Windows 8: The Bad
Windows 8 is beautiful, fast and fluid. What could go wrong, right? Well, apparently a lot. There have been a lot of complaints voiced on the internet about Windows 8, mostly from the power users and also from “IT pros” whose work may involve deploying Windows to many PCs and worrying about the corresponding training/support costs. Besides, there is the big issue of rebuilding or supporting legacy line-of-business , or LOB, apps on Windows 8. Some concerns with Windows 8 that have created the most noise on the interwebs:
- The missing Start orb: Let’s face it, power users have developed a muscle memory to get things done. Folks who don’t like to dump a bunch of icons on the desktop typically use the taskbar to launch programs or go to Start > Search in Windows 7 to just search for the programs. With the missing Start orb, things change. On a non-touch computer, when you hover your mouse over the bottom-left corner, you see an icon for your Start Screen and clicking on it will bring you to the Start Screen. With Windows 8, you can now simply start typing on the Start Screen to invoke search, so effectively, the new interaction mode does the same exact thing as Windows 7. For power users though, it is a disruption because they have to leave the Desktop mode and enter the Start Screen.

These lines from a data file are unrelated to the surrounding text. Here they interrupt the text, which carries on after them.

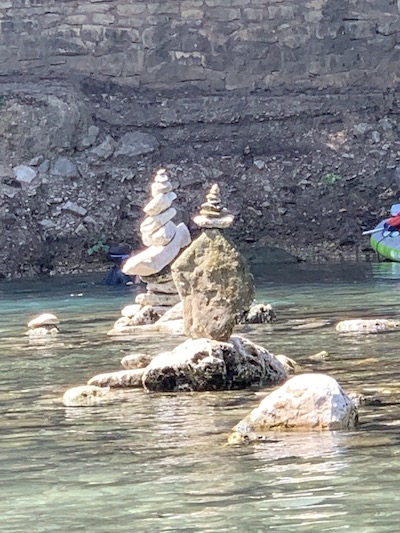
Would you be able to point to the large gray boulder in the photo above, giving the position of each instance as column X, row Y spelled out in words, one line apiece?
column 205, row 364
column 215, row 285
column 305, row 402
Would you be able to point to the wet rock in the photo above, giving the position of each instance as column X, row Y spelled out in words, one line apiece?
column 87, row 396
column 136, row 360
column 378, row 325
column 259, row 314
column 43, row 325
column 205, row 364
column 305, row 402
column 215, row 285
column 119, row 379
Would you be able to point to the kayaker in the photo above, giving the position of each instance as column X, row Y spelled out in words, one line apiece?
column 117, row 254
column 392, row 223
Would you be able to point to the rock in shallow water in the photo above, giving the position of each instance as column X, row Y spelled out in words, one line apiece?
column 205, row 364
column 377, row 325
column 305, row 402
column 87, row 396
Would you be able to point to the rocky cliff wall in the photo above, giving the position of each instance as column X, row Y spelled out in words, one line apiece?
column 292, row 107
column 209, row 44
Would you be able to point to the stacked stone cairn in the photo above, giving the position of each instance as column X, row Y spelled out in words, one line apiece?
column 164, row 241
column 43, row 325
column 216, row 288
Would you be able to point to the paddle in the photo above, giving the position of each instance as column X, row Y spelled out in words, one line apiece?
column 371, row 231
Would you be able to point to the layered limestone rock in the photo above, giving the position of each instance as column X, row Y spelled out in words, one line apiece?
column 212, row 277
column 87, row 396
column 118, row 379
column 42, row 325
column 164, row 240
column 378, row 325
column 305, row 402
column 206, row 364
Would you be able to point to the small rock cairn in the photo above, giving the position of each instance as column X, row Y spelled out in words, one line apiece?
column 164, row 240
column 212, row 277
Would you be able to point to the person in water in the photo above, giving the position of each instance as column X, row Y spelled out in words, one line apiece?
column 117, row 254
column 392, row 223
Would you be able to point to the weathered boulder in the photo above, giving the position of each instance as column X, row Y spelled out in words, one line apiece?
column 215, row 285
column 121, row 378
column 43, row 325
column 205, row 364
column 377, row 325
column 45, row 319
column 87, row 396
column 259, row 314
column 305, row 402
column 136, row 360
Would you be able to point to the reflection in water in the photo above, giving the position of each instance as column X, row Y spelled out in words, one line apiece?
column 153, row 462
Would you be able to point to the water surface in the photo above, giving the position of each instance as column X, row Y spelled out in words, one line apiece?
column 157, row 462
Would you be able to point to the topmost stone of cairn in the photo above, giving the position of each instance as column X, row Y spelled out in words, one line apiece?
column 212, row 214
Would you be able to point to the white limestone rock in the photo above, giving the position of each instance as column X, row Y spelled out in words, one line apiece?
column 305, row 402
column 130, row 310
column 136, row 360
column 160, row 237
column 155, row 258
column 87, row 396
column 159, row 203
column 206, row 364
column 168, row 287
column 45, row 319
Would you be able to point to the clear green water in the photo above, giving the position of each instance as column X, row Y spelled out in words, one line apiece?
column 158, row 462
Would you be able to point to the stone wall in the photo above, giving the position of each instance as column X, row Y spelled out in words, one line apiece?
column 209, row 44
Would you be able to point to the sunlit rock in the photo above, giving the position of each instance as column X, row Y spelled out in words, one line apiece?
column 305, row 402
column 42, row 325
column 213, row 280
column 377, row 325
column 45, row 319
column 120, row 379
column 136, row 360
column 206, row 364
column 87, row 396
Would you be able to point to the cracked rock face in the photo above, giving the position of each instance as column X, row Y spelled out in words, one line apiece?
column 205, row 364
column 215, row 285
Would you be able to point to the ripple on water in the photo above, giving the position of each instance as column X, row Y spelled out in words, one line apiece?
column 159, row 462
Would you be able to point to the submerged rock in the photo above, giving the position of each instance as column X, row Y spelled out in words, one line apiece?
column 119, row 379
column 87, row 396
column 205, row 364
column 136, row 360
column 305, row 402
column 43, row 325
column 376, row 325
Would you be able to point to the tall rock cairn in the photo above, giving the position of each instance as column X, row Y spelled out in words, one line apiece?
column 212, row 277
column 164, row 240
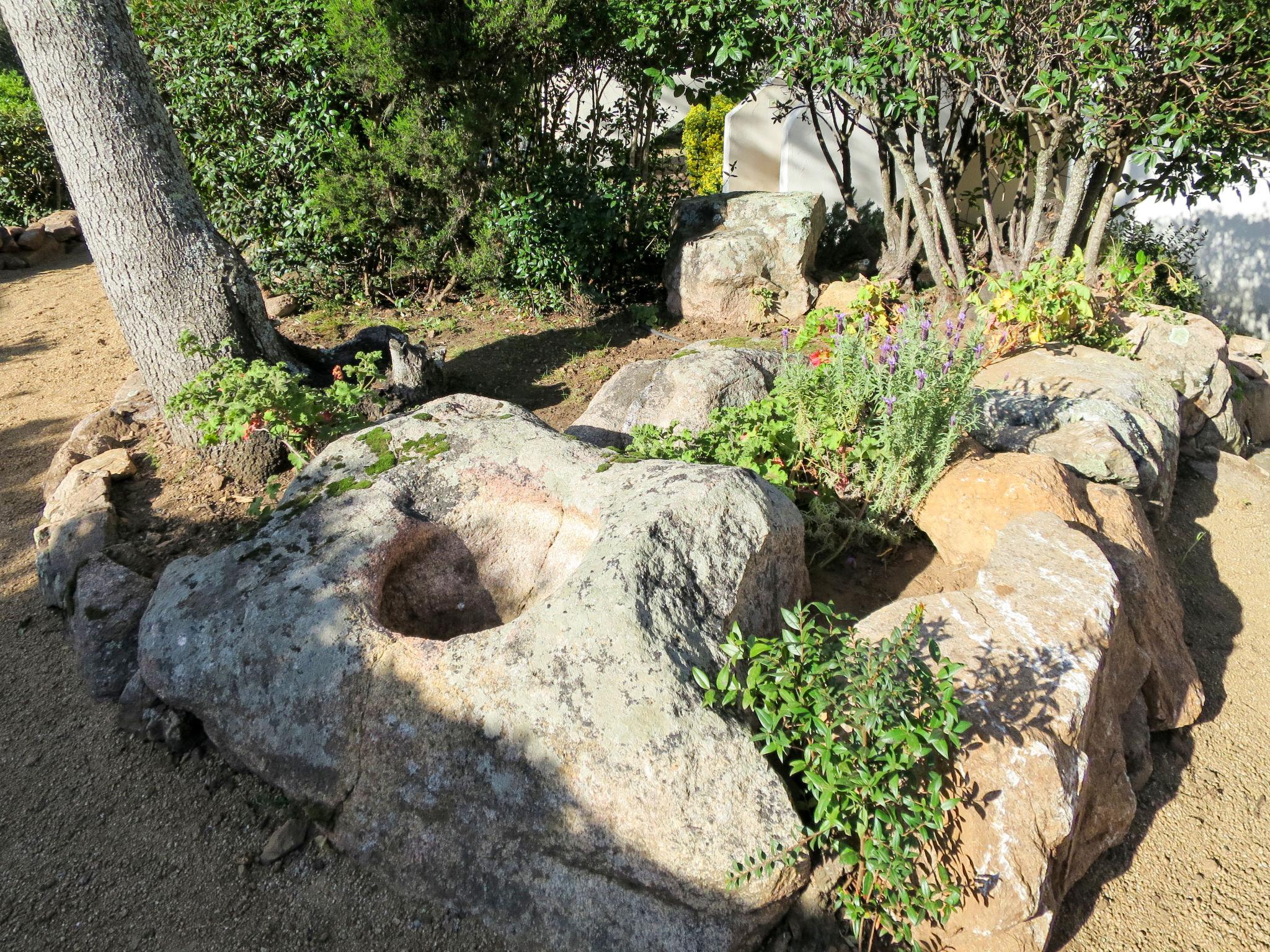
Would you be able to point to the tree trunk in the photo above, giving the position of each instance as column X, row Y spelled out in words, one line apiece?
column 163, row 266
column 925, row 226
column 1098, row 230
column 1072, row 203
column 1041, row 191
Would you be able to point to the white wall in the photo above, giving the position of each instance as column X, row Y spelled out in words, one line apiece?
column 770, row 155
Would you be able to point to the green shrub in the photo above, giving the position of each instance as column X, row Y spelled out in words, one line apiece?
column 866, row 733
column 233, row 399
column 598, row 234
column 858, row 432
column 1048, row 302
column 31, row 183
column 703, row 144
column 257, row 107
column 1146, row 265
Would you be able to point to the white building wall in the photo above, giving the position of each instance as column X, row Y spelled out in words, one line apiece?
column 770, row 155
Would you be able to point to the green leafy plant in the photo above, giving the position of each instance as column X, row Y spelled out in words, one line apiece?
column 866, row 731
column 1048, row 301
column 31, row 183
column 1150, row 266
column 856, row 432
column 234, row 398
column 703, row 144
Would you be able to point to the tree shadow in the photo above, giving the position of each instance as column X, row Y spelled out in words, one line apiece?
column 1212, row 617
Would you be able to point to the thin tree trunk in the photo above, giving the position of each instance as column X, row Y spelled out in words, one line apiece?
column 1098, row 230
column 1068, row 219
column 939, row 198
column 1044, row 173
column 163, row 266
column 930, row 239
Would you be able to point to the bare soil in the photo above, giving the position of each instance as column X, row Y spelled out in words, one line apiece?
column 110, row 843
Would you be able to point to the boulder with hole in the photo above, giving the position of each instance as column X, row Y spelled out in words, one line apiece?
column 475, row 640
column 978, row 496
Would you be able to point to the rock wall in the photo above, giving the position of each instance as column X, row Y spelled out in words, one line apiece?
column 38, row 243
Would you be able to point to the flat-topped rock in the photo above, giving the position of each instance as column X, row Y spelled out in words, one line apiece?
column 474, row 640
column 1041, row 392
column 680, row 390
column 1050, row 672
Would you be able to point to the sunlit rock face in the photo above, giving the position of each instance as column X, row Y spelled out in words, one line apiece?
column 474, row 639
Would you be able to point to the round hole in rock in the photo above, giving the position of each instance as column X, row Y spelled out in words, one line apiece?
column 486, row 565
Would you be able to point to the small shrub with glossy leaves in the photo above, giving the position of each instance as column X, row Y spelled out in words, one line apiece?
column 1048, row 302
column 865, row 731
column 234, row 399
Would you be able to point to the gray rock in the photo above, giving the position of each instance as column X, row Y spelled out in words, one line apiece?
column 1057, row 385
column 682, row 390
column 32, row 239
column 1191, row 356
column 1049, row 674
column 728, row 247
column 110, row 601
column 134, row 705
column 285, row 840
column 79, row 524
column 1249, row 361
column 1093, row 437
column 61, row 226
column 281, row 306
column 483, row 659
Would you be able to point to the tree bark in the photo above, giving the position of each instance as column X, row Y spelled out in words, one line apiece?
column 163, row 266
column 1072, row 203
column 1044, row 173
column 1098, row 230
column 925, row 227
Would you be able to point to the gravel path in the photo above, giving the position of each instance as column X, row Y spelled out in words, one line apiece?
column 107, row 843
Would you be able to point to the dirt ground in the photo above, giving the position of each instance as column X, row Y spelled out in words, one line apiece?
column 109, row 843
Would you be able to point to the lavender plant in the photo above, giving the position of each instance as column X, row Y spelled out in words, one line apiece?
column 858, row 431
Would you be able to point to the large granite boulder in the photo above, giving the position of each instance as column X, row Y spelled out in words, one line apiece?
column 729, row 252
column 473, row 639
column 1250, row 367
column 977, row 498
column 1189, row 352
column 1049, row 673
column 682, row 389
column 1057, row 399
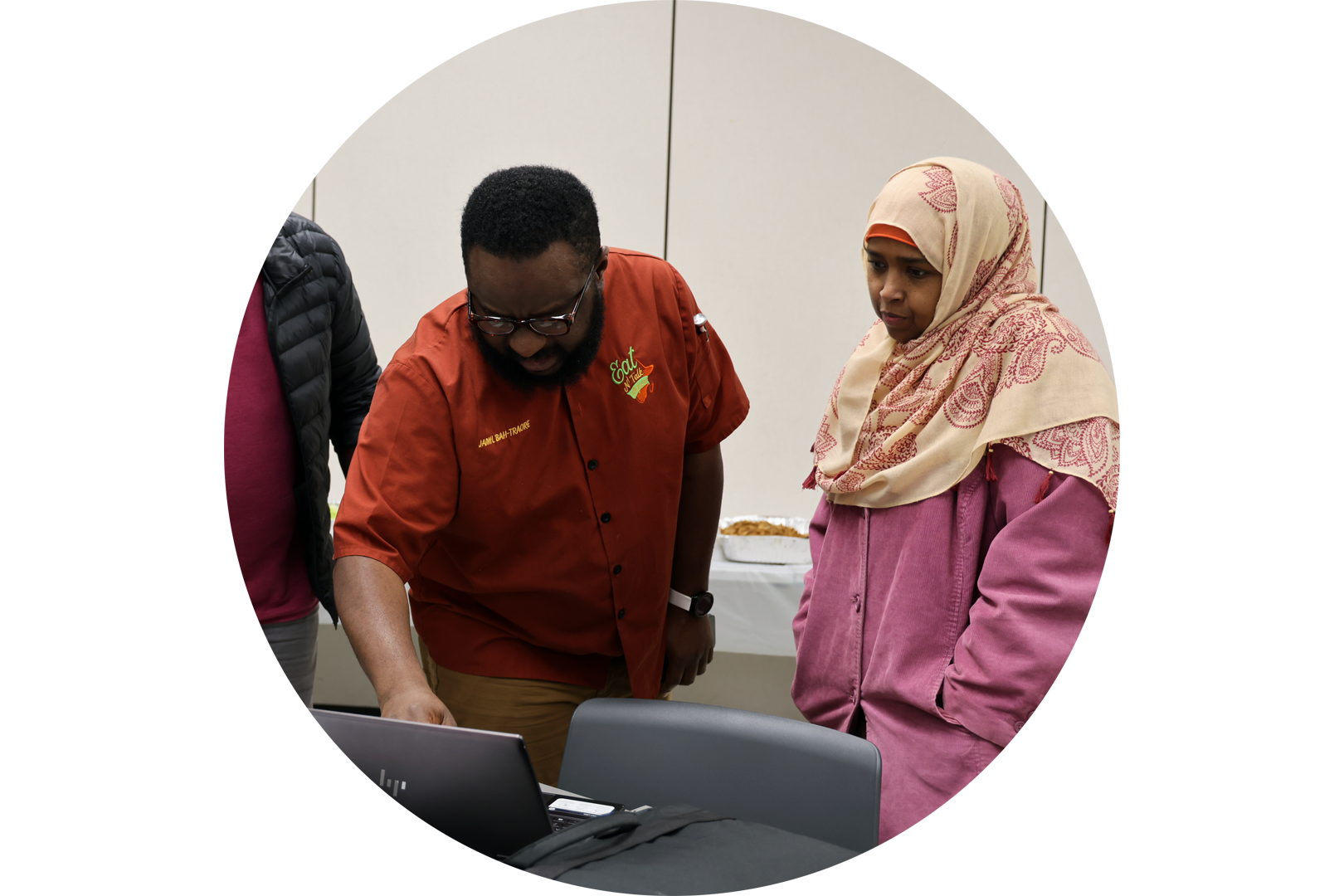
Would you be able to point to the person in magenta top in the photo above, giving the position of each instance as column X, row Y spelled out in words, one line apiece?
column 969, row 466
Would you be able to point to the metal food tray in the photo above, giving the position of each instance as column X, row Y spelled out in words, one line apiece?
column 767, row 548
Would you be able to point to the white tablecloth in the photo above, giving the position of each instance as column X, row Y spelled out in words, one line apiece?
column 754, row 605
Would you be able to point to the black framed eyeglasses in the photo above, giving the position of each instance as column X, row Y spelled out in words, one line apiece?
column 552, row 325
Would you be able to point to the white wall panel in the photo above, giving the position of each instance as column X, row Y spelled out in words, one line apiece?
column 786, row 123
column 399, row 108
column 1081, row 271
column 269, row 193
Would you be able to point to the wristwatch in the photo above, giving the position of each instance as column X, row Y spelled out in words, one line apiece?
column 696, row 605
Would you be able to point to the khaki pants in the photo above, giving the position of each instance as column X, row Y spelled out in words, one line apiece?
column 539, row 711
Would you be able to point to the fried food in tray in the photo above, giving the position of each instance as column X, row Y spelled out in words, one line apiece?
column 760, row 527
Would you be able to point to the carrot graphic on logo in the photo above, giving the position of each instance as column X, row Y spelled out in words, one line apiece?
column 632, row 377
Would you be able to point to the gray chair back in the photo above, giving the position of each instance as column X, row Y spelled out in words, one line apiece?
column 776, row 772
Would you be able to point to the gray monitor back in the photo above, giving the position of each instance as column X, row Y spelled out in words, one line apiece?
column 777, row 772
column 304, row 804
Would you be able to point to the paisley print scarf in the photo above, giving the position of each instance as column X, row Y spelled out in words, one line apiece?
column 997, row 364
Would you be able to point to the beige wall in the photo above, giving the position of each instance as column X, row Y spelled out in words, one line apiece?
column 786, row 121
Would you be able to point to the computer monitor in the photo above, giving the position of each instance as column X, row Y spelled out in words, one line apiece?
column 346, row 804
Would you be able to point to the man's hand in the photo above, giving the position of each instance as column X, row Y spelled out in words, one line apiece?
column 371, row 602
column 689, row 649
column 417, row 704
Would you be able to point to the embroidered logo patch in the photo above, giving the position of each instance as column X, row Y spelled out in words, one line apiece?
column 632, row 377
column 500, row 437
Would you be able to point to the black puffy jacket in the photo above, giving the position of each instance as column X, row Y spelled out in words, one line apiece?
column 323, row 353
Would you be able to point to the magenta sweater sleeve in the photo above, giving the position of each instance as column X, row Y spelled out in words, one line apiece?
column 1042, row 564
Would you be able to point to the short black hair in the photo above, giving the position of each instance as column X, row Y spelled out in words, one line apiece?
column 518, row 212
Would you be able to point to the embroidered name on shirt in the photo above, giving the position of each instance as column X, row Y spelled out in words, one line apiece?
column 500, row 437
column 632, row 377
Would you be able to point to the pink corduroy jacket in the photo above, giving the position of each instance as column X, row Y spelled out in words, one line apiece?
column 945, row 620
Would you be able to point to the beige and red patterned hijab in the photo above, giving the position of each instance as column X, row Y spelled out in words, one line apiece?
column 997, row 364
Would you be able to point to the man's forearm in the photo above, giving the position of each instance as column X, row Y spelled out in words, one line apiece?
column 698, row 520
column 371, row 602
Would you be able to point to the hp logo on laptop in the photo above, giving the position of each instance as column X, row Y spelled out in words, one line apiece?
column 383, row 781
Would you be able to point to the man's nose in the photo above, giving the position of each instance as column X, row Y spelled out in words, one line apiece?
column 526, row 342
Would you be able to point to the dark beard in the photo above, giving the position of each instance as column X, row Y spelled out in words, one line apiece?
column 504, row 362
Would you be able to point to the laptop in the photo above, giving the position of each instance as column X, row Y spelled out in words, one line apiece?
column 474, row 787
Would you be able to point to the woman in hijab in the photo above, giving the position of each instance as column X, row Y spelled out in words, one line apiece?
column 969, row 461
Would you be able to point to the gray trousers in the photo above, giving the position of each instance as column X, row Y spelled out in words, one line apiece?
column 270, row 665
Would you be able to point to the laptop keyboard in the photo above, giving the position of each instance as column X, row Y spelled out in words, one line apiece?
column 561, row 822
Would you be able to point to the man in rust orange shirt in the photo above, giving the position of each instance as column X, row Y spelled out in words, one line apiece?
column 541, row 465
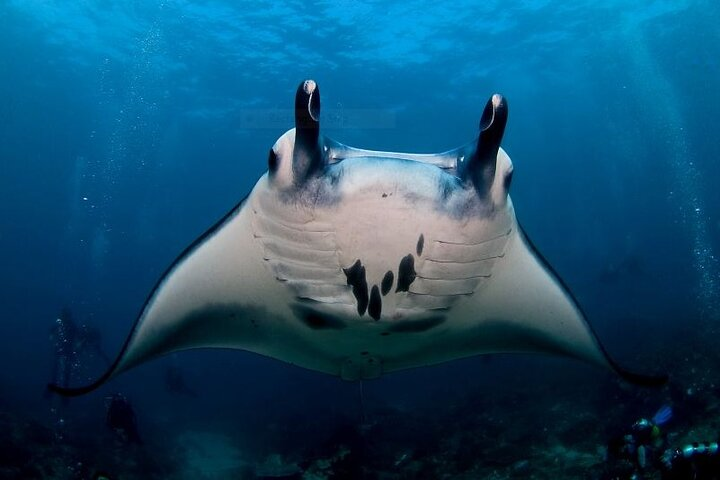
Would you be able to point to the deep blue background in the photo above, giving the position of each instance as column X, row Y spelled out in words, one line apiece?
column 127, row 128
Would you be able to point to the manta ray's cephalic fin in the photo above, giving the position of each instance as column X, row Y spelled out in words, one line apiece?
column 479, row 168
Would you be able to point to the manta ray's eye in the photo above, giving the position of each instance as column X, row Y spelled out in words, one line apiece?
column 272, row 161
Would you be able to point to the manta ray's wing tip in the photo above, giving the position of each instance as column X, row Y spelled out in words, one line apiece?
column 640, row 379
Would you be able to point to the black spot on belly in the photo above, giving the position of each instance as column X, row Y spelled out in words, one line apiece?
column 375, row 307
column 414, row 326
column 316, row 320
column 356, row 279
column 386, row 284
column 406, row 273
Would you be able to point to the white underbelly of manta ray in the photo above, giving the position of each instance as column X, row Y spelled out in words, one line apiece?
column 358, row 263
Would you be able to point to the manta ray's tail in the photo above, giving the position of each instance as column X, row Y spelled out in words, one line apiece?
column 638, row 378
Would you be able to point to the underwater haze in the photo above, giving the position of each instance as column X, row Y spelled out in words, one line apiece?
column 128, row 128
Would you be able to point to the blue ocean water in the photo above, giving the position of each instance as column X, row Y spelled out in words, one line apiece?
column 128, row 128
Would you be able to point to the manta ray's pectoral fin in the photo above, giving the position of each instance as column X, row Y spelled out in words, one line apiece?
column 214, row 295
column 528, row 308
column 480, row 166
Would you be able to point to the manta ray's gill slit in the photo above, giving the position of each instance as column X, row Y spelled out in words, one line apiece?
column 375, row 306
column 505, row 234
column 406, row 273
column 420, row 244
column 469, row 262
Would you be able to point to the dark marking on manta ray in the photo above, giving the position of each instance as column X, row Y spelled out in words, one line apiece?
column 386, row 284
column 406, row 273
column 415, row 326
column 316, row 320
column 356, row 279
column 375, row 307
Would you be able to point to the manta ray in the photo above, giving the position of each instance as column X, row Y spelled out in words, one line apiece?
column 358, row 263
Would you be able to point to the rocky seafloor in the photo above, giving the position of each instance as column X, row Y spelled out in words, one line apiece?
column 540, row 430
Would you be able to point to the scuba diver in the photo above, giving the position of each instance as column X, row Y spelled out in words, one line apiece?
column 639, row 451
column 699, row 461
column 121, row 419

- Shutdown being “hidden”: Another series of complaints has been the fact that shutting down a PC is now “hidden” and/or more difficult to execute. The shutdown option is now under the Charms bar > Settings. While you can argue that it is the same number of mouse clicks, or that it is even better with touch (Charms bar is invoked by just swiping from the right edge, and the power button is right where your thumb would be), there is no argument about it not being immediately visible. There is also an argument to be made that modern computers don’t need to be shut down and putting them to sleep is effectively the same as what shutting down used to be. In fact, in my personal case, I don’t shut down any of my computers except for when there are OS or security updates which require a restart.